After one IDC member, Diane Savino of Staten Island, called for passage of the WEAwithout the abortion provisions, she was slammed by women’s groups.  Twitter lit up with calls for the IDC’s lone female member to press for an up or down floor vote on Cuomo’s bill.

On the other side, New York’s Catholic leaders have unleashed their harshest rhetoricyet of Cuomo’s tenure after relatively mild opposition to Cuomo’s marriage equality efforts.

“We must not let victims of abuse and discrimination be held hostage to Governor Cuomo’s ideologically driven political agenda,” the Catholic Conference said in one of many press statements, “an agenda that is extremely harmful to mothers, infants and religious liberty.”

Polls show strong support for Cuomo’s bill.  Opponents contend the public is backing the less controversial elements of the bill, not its abortion provisions.  But the data is pretty clear—this morning’s Siena Poll shows support ranging between 56% to 67% for the bill’s abortion provisions, depending on how the question is framed.  A clear majority says the abortion provisions should not be removed from the bill as part of a legislative compromise.

The larger argument of WEA opponents is why bother.  Abortion rights seem in no peril in New York.  Few see a retrenchment on Roe v. Wade while a Democratic president retains the power to appoint the next Supreme Court justice.  New York’s last Republican Governor, George Pataki, supported abortion rights.
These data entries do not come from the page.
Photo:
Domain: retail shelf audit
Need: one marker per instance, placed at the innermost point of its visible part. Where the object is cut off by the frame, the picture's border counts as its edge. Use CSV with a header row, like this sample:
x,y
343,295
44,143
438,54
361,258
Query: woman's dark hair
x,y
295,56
For Albany politicos, Cuomo’s success in this legislative session is linked to his package of bills responding to lawmaker corruption scandals than by his abortion rights agenda.  And pummeling IDC members on choice could potentially find the weak spot that makes the current power sharing between Skelos and Klein unsustainable.  IDC members want neither a culture war with pro-choice women in their districts nor the wrath of the liberal editorial boards that gave them a pass on their Republican teamwork in exchange for progressive victories on gay marriage, gun control and a higher minimum wage.  (Over the weekend, the IDC introduced its own Women’s Equality Act.)

But passing the WEA would make Cuomo the nation’s progressive icon– a bold Westchester Wonder erasing national Democrats’ memories of the hesitant Hamlet on the Hudson who passed on the presidency in 1992.  Even if the bill passes without its abortion plank, Cuomo’s high profile advocacy can lock down the support of ideological Democrats so effectively that his imprimatur– not those of traditional liberal activist groups- will define the progressive virtue of others in New York, California and beyond.

Cuomo’s biggest bet isn’t on casinos in the Catskills— but on Democrats’ desire for the unrepentant social liberalism avoided by Barack Obama and criticized by Bill Clinton.

If you are going to carry the baggage of being a liberal from New York across the country, you might as well actually be one.